Bidan Amida Sari mengingatkan Rancangan Undang-Undang mensyaratkan hanya bidan profesional yang diijinkan untuk bekerja mandiri, namun pemerintah tidak menyediakan fasilitas program pendidikan sarjana kebidanan. Hal ini sama saja pemerintah akan mengeliminasi peran bidan yang selama ini sudah bekerja dimasyarakat.
“Sudah sejauh mana pemerintah menyediakan tempat untuk sekolah kebidanan untuk menjadi profesional. Jangan sampai kita disuruh sekolah tapi sekolahnya tidak ada. Mayoritas yang selama ini bekerja adalah bidan vokasi dengan pendidikan diploma,” katanya.
Selama ini, menurutnya, kebutuhan tenaga kesehatan bidan di desa-desa adalah untuk menutupi kekurangan tenaga dokter sampai ke desa-desa terpencil, tertinggal dan perbatasan diseluruh Indonesia.
“Kepada bidan desalah rakyat bisa mendapatkan pelayanan kesehatan terdekat,– sebelum bisa mencapai Pusat Kesehatan Masyarakat (Puskesmas) maupun Puskesmas Pembantu (Pustu).

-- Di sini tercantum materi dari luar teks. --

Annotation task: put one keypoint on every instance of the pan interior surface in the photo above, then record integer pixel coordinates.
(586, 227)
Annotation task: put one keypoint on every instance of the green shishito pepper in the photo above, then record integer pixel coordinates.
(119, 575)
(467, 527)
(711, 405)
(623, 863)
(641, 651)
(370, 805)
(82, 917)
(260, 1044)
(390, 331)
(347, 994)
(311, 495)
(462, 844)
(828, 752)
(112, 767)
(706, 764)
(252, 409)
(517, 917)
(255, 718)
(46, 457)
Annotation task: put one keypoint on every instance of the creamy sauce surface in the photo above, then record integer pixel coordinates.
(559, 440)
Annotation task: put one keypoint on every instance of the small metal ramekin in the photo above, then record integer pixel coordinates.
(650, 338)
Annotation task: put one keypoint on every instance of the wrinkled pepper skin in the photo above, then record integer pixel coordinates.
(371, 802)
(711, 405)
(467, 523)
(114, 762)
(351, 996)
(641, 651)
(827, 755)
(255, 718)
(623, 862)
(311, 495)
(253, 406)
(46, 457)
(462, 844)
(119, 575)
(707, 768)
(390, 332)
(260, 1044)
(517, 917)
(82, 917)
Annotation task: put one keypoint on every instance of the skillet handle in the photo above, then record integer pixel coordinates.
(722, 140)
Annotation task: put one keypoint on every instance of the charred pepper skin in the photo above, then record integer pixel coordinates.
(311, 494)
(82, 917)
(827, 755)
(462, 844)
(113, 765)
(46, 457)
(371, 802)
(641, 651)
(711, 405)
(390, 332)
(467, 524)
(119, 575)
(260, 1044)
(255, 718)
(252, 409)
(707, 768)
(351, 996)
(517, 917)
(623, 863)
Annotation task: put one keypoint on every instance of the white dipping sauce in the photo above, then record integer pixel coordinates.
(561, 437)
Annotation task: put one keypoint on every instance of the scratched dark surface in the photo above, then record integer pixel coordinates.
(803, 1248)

Karena kesediaan fasilitas kesehatan dan dokter tidak merata diseluruh Indonesia maka kekurangan itu ditutup oleh peran serta bidan vokasi untuk masalah kesehatan di desa terutama menghadapi masih tingginya angka kematian ibu (AKI) dan angka kematian bayi (AKB),” jelasnya
Bidan Amida Sari juga menjelaskan, bahwa masih terdapat 20 persen desa di Indonesia yang belum memiliki bidan. Padahal 75 persen pelayanan kontrasepsi diberikan bidan, baik di Puskesmas maupun di rumah sakit.
Kritisi RUU Kebidanan
Meski bidan merupakan profesi yang tergolong tua namun hingga saat ini belum ada aturan Undang-Undang yang secara khusus mengatur tentang kebidanan. Karena itu payung hukum yang dipakai bidan adalah Permenkes No. 1464 tahun 2010 tentang izin dan Registrasi Penyelenggaraan Praktik Bidan. RUU Kebidanan telah mendapat prioritas untuk dibahas sejak pada masa sidang DPR RI tahun 2014.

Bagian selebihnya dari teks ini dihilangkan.